Au primaire on y ajoute des dimensions supplémentaires comme la « mécanique » de construction d’un récit, les formes littéraires. Cet usage didactique s’est beaucoup développé avec les recherches sur l’intertextualité, mettant en exergue les « passages entre oralité et écriture », comme l’explique Nadine Decourt maître de conférence à Lyon 2 (lire). . « C’est aussi une bonne formation à la littérature », ajoute-t-elle. Bref, le recours au conte est, pour les enseignants, l’assurance de disposer de contenus de qualité grâce à une matière qui ne s’épuise jamais, d’une grande diversité.
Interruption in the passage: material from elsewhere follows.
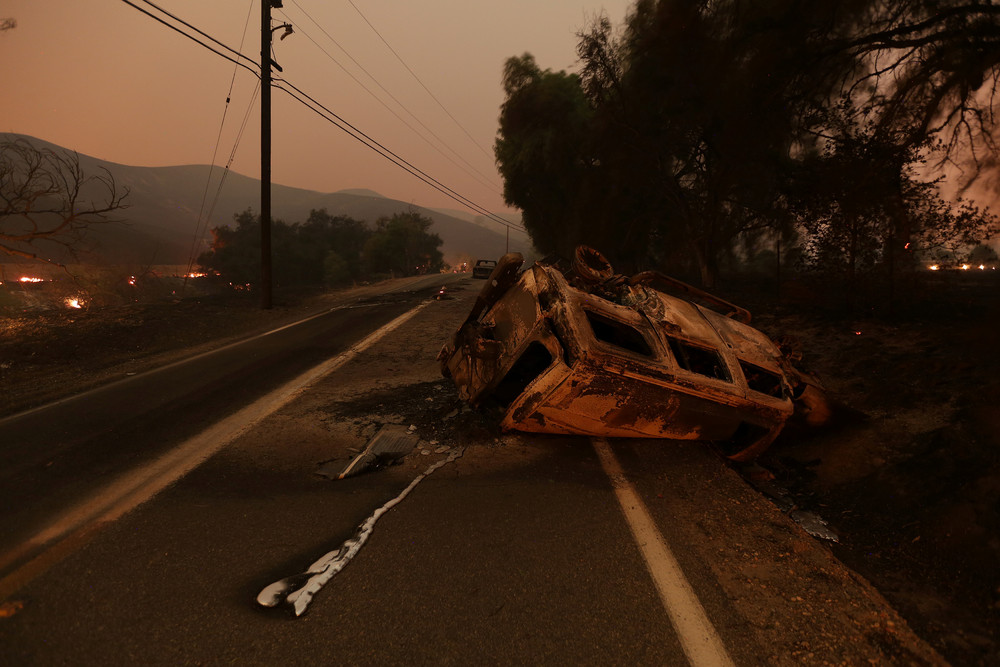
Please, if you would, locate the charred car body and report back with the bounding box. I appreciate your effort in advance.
[438,246,828,460]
Le registre des contes est très vaste, modulable, adaptable à tous les publics et sert de point de départ à de nombreuses activités en littérature ou arts plastiques par exemple. Les programmes de 2002 qui insistent sur la dimension culturelle et la transversalité des savoirs, trouvent ici leur application (lire).
Les contes constituent également une entrée propice au traitement de certaines formes de difficulté d’apprentissage : maîtrise de la langue, acquisition du vocabulaire, mémorisation, qualité de l’écoute. A ce stade, ils constituent une bonne médiation car ils permettent aux élèves concernés d’évoluer dans un cadre moins scolaire et de se construire des repères. Dans un autre registre, le conte possède une dimension réparatrice très structurante. « L’enfant est gagnant dans les contes » et c’est un formidable appui pour le travail en rééducation comme le montre Françoise Courvasier, rééducatrice dans le Calvados (lire).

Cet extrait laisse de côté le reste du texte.